Caitriona Allis said: “We welcome the Government’s decision to cut VAT on fuel bills, but we would also urge policymakers to keep further reductions under review. The economic conditions facing our small business sector are extremely challenging with many still in recovery mode from the pandemic which is impacting their ability to absorb rising costs.

“Inflation is now at its highest rate in 21 years at 5.6% and is expected to peak at 8.6% later this year. This increase is being driven largely by rising energy costs and with energy prices also expected to increase further, many small business owners will be faced with difficult decisions in the months ahead to ensure their business remains viable.

“The present economic uncertainty is showing no signs of easing anytime soon and that is why it is vitally important that we continue to support our SME sector through this difficult period.” 

Andrew Webb, chief economist, Grant Thornton, said: “These findings are consistent with a decline in optimism that has emerged across various sentiment trackers. The inflationary pressures that emerged as pandemic restrictions were lifted were expected to pass by this summer but ‘higher for longer’ is the unfortunate summary of what inflation is doing. Inflation is now expected to peak late this year or early next.

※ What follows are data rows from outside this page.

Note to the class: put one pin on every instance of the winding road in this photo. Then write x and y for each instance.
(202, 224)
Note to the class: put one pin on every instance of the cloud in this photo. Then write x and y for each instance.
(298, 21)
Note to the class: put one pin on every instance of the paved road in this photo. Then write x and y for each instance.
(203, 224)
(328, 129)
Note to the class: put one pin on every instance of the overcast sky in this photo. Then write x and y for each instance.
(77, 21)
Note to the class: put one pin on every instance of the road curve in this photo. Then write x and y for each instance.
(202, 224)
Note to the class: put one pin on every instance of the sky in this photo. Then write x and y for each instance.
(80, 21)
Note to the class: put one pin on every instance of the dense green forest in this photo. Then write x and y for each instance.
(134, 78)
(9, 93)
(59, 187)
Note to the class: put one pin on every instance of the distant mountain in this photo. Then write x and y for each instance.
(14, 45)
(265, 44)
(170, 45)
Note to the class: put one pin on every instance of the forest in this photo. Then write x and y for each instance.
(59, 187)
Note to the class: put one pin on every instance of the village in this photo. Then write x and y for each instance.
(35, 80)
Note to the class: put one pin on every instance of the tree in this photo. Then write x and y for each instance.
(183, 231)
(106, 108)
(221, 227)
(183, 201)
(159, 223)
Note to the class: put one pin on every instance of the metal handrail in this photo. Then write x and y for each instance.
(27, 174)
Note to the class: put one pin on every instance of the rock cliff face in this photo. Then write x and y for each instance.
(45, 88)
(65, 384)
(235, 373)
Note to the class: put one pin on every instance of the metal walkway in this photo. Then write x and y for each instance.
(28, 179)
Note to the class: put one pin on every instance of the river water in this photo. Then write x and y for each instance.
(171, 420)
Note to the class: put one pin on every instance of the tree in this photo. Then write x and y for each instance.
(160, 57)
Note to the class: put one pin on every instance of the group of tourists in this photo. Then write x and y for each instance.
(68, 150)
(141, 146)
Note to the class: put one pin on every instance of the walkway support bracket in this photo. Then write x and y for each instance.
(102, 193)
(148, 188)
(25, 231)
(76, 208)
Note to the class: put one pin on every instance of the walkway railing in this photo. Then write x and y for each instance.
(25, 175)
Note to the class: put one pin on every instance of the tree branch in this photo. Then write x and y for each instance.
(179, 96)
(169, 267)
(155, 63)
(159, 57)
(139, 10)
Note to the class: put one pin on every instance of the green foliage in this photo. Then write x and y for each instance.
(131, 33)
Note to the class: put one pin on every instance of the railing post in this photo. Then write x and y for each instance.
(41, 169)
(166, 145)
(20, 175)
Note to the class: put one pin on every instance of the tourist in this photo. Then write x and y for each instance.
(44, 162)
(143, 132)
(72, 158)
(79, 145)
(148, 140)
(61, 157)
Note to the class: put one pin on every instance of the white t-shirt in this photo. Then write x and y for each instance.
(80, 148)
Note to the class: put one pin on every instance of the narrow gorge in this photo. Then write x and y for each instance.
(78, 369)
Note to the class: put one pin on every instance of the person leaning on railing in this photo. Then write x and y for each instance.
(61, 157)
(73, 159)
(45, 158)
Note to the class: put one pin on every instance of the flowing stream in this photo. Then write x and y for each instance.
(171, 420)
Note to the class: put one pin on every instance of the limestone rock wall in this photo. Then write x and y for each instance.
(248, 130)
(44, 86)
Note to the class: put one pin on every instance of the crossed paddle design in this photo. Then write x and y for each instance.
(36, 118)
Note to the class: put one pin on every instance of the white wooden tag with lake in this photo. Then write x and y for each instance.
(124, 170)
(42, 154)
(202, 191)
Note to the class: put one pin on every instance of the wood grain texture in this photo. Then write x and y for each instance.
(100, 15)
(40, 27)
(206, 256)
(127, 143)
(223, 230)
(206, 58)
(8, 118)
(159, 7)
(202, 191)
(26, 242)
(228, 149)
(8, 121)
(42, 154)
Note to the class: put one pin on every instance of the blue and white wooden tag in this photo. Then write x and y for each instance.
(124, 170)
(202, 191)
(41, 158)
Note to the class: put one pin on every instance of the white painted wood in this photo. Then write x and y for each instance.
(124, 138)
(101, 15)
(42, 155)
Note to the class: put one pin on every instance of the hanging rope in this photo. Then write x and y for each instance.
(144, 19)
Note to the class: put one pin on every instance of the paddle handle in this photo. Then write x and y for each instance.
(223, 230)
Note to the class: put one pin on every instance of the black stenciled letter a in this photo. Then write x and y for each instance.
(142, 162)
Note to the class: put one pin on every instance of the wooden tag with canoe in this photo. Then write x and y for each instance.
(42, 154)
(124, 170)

“SMEs are feeling this from two directions — higher input costs and via a ‘squeezed consumer’ that is having to divert more spending to essential items such as heat and food. This reduces the amount available to spend on non-essential items, hindering large parts of the economy. These elevated rates of inflation are expected to pass but that is cold comfort to SMEs plotting a course through the next 6-12 months.” 

Meanwhile, very similar pressures are impacting small businesses in Northern Ireland, where ACCA and the Corporate Finance Network (CFN) polled accountancy professionals on the financial outlook of their clients.

The ACCA/CFN joint SME Recovery Tracker found that UK inflation at 5.4% and interest rate rises of 0.25% to 0.5% have heightened supply chain issues have been impeding SMEs’ ability to survive or grow since the start of this year.

The rising energy costs, complications gaining access to finance, and the UK’s social care levy have all added to the challenges facing SMEs north of the border.

“The government needs to seriously consider the economic implications of the planned hike in national insurance rates and the impact it will have on SMEs, who serve as a backbone to the UK economy,” said Caitriona Allis. “Ultimately, these figures point to the danger of businesses failing.”